The first time MP Ed Davey heard of Mr Bisher Al Rawi was when his brother-in-law walked into his office. A local businessman, Bisher had been arrested while travelling abroad. “It seemed”, says Ed Davey, “that some sort of mistake had been made”; he felt that the matter would soon be cleared up and Bisher would be back home in London with the rest of his family. The source of Bisher’s problems seemed to be a battery charger that he had taken with him to compensate for the dodgy African power supply. The UK police had apparently mistaken the battery charger for something more sinister and questioned him about it before he took his plane. Fortunately Bisher had bought the battery charger from Argos, and was able to show the police a picture of it in their catalogue. To his relief Bisher was free to go, and carried on with his business trip, thinking that this would be the last of his troubles.

When he got to the Gambia, Bisher and was arrested and then handed over to the US Intelligence Services. They questioned him for 27 days using “stress and duress” techniques. The interrogators told him he would be handed back to the Gambian police who would rape him if he did not co-operate.

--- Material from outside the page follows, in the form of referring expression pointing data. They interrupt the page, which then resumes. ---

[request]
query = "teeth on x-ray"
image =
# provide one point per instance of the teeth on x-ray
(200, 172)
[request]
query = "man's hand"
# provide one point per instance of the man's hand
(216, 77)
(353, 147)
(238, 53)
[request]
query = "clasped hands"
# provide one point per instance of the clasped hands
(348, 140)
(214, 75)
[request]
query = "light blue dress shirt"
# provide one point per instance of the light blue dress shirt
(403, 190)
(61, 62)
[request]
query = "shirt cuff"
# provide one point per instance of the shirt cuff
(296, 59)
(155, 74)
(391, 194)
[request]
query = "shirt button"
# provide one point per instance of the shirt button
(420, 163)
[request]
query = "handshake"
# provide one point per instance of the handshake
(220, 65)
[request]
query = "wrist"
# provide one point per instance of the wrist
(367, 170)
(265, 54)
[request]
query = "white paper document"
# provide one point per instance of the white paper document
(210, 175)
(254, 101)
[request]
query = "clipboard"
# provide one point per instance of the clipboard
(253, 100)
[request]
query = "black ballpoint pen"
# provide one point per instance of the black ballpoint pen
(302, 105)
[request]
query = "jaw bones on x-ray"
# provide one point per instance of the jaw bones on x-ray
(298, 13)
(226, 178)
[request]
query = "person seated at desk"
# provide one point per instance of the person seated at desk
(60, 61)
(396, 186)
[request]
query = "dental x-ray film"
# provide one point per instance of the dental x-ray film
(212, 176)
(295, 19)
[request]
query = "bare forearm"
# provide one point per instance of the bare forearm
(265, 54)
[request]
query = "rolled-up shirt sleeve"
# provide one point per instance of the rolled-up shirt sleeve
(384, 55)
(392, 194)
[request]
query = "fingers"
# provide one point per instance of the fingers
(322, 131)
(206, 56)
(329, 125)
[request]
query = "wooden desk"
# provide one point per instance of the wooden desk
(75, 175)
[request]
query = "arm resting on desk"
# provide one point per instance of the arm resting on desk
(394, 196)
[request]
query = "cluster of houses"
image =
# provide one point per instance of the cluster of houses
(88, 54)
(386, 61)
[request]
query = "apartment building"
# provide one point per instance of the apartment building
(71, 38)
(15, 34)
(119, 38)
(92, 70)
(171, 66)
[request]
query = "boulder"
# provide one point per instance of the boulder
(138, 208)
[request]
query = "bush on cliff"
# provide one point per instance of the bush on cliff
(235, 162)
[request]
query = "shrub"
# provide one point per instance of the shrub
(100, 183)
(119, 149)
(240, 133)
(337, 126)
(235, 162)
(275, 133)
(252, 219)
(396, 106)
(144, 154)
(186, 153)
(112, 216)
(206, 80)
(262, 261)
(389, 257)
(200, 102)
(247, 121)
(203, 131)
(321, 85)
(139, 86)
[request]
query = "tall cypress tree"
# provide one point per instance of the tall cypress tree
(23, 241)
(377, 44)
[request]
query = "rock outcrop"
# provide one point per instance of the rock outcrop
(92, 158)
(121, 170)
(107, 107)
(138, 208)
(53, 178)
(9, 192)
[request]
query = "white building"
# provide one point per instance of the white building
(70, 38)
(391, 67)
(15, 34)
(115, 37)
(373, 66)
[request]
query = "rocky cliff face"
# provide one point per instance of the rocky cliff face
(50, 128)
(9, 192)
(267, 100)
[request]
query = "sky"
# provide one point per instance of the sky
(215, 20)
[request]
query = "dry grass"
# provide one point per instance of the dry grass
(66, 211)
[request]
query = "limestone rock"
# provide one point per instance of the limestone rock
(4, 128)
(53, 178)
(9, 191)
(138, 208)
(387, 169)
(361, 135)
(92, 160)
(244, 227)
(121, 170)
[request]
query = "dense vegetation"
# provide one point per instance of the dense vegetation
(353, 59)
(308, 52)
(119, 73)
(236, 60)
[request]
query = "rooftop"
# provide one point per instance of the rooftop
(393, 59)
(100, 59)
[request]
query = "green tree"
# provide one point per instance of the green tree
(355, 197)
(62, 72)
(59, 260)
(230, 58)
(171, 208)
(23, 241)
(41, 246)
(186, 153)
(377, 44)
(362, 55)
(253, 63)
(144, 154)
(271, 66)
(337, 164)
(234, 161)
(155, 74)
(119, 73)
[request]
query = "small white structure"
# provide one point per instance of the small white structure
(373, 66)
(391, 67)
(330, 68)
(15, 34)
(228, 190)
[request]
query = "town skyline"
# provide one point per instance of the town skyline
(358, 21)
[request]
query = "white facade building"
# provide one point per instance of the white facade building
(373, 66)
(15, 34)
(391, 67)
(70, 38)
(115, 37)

He was given no access to a lawyer. When he asked to speak to the British Consulate the Americans laughed; “Who do you think told us to arrest you?” After two months of interrogation, without access to a lawyer and without any help from the UK government, Bisher was bundled out of the Gambia into the US airbase in Bagram, Afghanistan.

Meanwhile, back in the UK, MP Ed Davey, was trying to find a solution for Bisher’s worried family. He wrote a series of letters to the Foreign and Commonwealth Office, to Jack Straw, then to anyone he could think of.  The silence, he says, was “eerie”. As an MP Ed was used to receiving at least a reply to his letters, but this time there was nothing. It was as if Bisher did not exist. Then finally the Bisher family received some news; secretly, Bisher had been transferred to Guantanamo Bay. 

580 people are currently held in Guantanamo Bay. According to Tim Otty of the English Bar’s Human Rights Committee, the camps in Guantanamo are a deliberate attempt by the US government to create “a legal black hole”. A place in which even torture and summary execution would not fall within the jurisdiction of the civil courts. The evidence for torture using “stress and duress” at Guantanamo is increasingly well documented. Techniques approved include subjection of prisoners to extremes of cold, heat and light, shackling them in “stress positions”, blasting them with loud music, stripping, and threatening them with attack dogs. Those now emerging from American custody in Abu Graib, Bagram, and Guantanamo tell stories of additional punishments. The testimonies are remarkably similar. Many people recount how pepper spray was used; they were chained in a “hog tie” position for long periods; their hair and beards were shaved; they were deprived of sleep; attempts were made to get them to sign pre-drafted ‘confessions’. The torture happening in Guantanamo represents, says Tim Otty “truly unprecedented conduct on the part of a democratic state”.

Bisher Al Rawi came to Britain as a boy nearly twenty years ago. His family were fleeing Saddam Hussain who had arrested and tortured his father. The Al Rawi family all became British nationals except for their youngest son; Bisher. He, it was hoped, would one day return to Iraq and reclaim the house that the family had once owned there. At the time it was difficult to hold property in Iraq without Iraqi citizenship. Bisher was sent to Millfield, a private school, where he developed his talent for mathematics and developed a passion for adventure; climbing and deep sea diving. Gareth Pierce, Bisher’s lawyer, says he is; “a gentle man, a thoughtful man” with a remarkable sense of humour in the face of attempts to break his spirit.

It is now exactly two years since Bisher’s arrest. He appears to have been abandoned by the British government. “Although he has lived a law abiding quiet life in the UK for nearly twenty years and has paid his taxes to the British government. The UK authorities have washed their hands of Bisher Al Rawi”, says Ed Davey. “I strongly suspect that he is totally innocent and that this is a random arrest and detention”. A meeting between the family, the MP and Jack Straw has done nothing but confirm the unwillingness of the British government to help him. "Mr al-Rawi is not a British citizen” writes the Secretary of State “and I do not consider it would be appropriate to make representations either formally or informally to the US”. Worryingly for Bisher’s family Mr Straw has informed them that Bisher has been stripped of his residency rights in the UK.  When the family met Mr Straw, they made clear that returning to Iraq is likely to place his life in serious jeopardy. Their pleas, just like Ed Davey’s have met “a brick wall”.